After the race, friendly chitchats were had in the hospitality area, we enjoyed a nice cappuccino and some tea, mocked the Dutch beer – we’re Belgian after all – and ate a grilled cheese sandwich. Hell, I even got to share some of Ivo Petrous’ Bollinger champagne. My Czech buddy once again was the fastest one to fold his bike and the fastest male veteran. What a legend!
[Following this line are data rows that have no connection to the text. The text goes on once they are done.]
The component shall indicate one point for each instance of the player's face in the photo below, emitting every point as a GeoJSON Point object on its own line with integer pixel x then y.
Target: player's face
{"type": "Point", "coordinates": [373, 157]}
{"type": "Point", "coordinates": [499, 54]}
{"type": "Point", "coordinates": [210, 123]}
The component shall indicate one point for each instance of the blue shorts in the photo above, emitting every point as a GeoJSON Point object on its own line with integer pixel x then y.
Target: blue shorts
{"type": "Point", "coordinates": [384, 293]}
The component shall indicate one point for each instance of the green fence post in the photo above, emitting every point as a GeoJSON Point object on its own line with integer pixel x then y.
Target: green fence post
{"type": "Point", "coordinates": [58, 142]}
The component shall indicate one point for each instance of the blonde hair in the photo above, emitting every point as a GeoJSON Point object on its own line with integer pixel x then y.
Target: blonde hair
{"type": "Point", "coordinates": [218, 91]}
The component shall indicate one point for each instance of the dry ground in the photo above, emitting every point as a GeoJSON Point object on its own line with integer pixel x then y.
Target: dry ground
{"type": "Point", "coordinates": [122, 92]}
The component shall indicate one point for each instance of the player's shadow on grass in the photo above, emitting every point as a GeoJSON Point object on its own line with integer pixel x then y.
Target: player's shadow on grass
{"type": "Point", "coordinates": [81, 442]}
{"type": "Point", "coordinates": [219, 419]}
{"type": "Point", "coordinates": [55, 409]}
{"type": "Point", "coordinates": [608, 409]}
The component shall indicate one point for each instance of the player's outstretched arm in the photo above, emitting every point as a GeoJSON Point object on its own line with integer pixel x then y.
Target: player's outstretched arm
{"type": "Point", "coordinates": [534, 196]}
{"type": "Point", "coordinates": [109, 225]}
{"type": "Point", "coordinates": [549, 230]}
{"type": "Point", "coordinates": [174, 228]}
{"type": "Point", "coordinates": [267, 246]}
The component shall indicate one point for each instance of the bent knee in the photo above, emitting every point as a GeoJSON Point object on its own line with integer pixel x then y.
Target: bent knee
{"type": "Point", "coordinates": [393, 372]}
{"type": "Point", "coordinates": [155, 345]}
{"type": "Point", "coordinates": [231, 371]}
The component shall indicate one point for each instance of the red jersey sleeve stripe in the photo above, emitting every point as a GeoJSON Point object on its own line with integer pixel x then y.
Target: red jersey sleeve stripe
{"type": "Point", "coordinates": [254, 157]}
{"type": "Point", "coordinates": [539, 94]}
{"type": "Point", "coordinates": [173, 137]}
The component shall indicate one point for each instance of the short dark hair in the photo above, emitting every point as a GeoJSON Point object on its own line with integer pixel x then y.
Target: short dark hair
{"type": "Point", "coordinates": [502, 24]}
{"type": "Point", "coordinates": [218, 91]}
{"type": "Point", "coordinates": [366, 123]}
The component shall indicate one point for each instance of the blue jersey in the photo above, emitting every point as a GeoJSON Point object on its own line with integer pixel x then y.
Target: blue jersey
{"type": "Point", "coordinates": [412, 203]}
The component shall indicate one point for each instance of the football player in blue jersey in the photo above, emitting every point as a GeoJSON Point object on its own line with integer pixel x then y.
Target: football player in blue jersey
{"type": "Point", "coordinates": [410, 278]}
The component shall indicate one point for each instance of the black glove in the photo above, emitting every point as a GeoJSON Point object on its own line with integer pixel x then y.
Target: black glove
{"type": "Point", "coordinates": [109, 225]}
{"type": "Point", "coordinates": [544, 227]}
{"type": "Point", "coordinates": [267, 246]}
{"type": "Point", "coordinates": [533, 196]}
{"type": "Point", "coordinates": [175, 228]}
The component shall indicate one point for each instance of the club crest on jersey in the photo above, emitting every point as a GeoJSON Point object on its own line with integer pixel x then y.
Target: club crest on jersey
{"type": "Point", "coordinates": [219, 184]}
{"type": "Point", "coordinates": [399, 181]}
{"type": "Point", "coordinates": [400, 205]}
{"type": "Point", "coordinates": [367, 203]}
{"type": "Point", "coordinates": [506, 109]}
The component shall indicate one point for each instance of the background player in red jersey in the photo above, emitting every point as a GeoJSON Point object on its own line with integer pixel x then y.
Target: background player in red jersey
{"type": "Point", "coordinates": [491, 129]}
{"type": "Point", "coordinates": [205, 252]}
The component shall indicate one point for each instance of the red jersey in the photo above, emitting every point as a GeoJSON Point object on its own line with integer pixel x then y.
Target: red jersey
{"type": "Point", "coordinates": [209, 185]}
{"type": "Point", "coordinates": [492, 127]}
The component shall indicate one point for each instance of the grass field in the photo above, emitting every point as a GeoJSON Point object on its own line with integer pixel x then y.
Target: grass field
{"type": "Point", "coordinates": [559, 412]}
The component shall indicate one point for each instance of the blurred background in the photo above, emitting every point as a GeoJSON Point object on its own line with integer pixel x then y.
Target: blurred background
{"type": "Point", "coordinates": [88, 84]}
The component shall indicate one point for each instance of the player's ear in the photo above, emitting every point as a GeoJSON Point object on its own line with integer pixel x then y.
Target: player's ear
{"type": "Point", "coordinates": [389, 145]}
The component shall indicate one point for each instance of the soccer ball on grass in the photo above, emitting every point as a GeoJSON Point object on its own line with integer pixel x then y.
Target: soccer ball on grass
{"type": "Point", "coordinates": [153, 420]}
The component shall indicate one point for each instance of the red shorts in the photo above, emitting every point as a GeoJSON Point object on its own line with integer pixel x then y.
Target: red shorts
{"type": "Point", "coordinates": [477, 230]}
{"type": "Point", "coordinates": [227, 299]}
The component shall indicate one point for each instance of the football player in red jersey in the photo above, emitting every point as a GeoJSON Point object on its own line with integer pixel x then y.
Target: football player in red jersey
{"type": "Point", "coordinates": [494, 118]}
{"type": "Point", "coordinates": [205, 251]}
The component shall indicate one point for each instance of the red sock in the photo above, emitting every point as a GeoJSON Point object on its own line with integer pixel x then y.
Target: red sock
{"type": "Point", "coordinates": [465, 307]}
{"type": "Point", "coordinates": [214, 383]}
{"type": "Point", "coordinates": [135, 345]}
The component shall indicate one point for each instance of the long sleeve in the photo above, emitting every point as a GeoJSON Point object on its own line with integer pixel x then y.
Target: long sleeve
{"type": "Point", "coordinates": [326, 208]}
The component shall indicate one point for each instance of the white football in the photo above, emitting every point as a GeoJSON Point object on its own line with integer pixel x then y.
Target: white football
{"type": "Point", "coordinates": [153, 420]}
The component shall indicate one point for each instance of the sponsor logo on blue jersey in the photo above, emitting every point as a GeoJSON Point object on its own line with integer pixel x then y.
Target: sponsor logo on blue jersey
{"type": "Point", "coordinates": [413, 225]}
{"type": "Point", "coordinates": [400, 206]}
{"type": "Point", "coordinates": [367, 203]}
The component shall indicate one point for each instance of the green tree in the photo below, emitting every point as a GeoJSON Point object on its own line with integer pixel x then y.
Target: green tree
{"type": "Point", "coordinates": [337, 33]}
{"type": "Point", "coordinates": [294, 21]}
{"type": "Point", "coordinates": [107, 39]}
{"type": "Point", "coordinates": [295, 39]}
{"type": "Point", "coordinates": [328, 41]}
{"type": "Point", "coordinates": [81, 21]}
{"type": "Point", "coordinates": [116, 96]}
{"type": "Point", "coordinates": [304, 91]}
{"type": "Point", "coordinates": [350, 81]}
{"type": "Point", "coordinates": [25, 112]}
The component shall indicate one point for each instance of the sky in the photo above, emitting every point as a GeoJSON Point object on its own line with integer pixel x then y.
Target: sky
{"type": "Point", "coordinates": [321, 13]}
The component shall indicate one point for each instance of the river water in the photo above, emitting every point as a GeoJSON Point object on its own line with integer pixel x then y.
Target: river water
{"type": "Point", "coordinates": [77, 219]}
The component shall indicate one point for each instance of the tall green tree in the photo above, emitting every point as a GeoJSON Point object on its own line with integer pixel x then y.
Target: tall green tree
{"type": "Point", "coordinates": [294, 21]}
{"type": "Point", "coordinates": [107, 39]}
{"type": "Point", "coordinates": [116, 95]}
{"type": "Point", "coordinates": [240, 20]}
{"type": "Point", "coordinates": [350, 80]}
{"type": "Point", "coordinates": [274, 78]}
At nightfall we cycled back to the hotel. All in all it wasn’t that busy on the streets, but that’s only because I avoided heavy traffic by taking an alternative route. And as it turned out, there were not one but two Banksy pieces to be spotted on that route. Oh happy days!
Brompton World Championship Final, I would love to see you again next year! And because I can’t wait an entire year, I’ve registered for the race in Bern Switzerland in October. A man’s gotta race when a man’s gotta race! Now who’s joining me?